State Farm has sought reimbursement from Toyota in cases where cars have sped out of control on their own at least as far back as 2007, according to a letter the company provided to federal regulators. The letter, dated Sept. 18, 2007, sought a formal Toyota investigation into a crash involving a 2005 Camry that surged forward at a stop sign and hit another car.
"We are aware of several complaints to your company of unexpected or sudden acceleration involving the Toyota Camry," the letter says. "Please accept this letter as notification of State Farm's rights of recovery for the damages we paid to both vehicle owners."
Toyota issued a limited floor mat recall in 2007, but it didn't cover the 2005 Camry at issue in the State Farm letter. In the past few months, the automaker has issued two unwanted acceleration recalls for several of its popular models, one to fix floor mats the company says can jam floor pedals and one to repair what it calls a problem with pedals that can stick. Prius hybrids have also been recalled for brake issues.

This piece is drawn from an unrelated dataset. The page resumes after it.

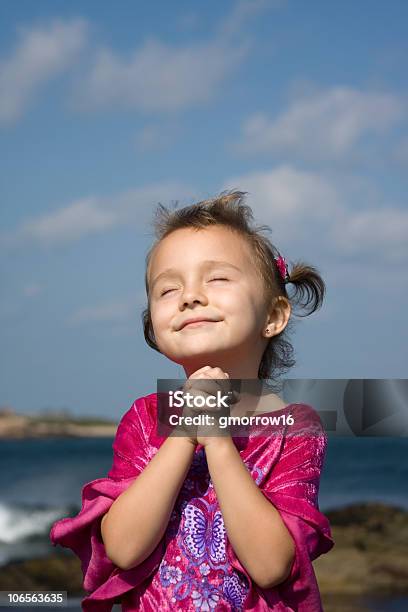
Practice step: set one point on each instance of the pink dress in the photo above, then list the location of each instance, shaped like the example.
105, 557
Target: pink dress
194, 566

A Toyota statement declined comment on the insurers' attempt to recoup claims but added it was "a common practice in the automotive industry," which was echoed by Allstate spokesman Mike Siemienas.
"This is business as usual for Allstate," he said.
Experts say most insurers have agreements with automakers to negotiate a confidential settlement over defect-related claims — and automakers such as Toyota usually have insurance to cover most of the costs. Toyota declined to comment beyond its statement.
"It will be a whole bunch of small claims. What you have here are the fender benders," said Mark Bunim of the mediation firm Case Closure LLC in New York. "The major claims, where someone's a paraplegic, they will not be part of that group."
Not every accident in a recalled Toyota can be blamed on a defect like sudden acceleration, said Insurance Information Institute spokeswoman Jean Salvatore.
"Just because you drive one of the cars that was recalled doesn't mean the accident was caused by the faulty accelerator," she said. "It would have to be determined that the cause of the accident was because of the defect."
That can take a great deal of time, particularly with such a large volume of recalls. The paperwork for each potential claim is painstakingly reviewed on a case-by-case basis before the insurer submits it to the automaker for possible reimbursement.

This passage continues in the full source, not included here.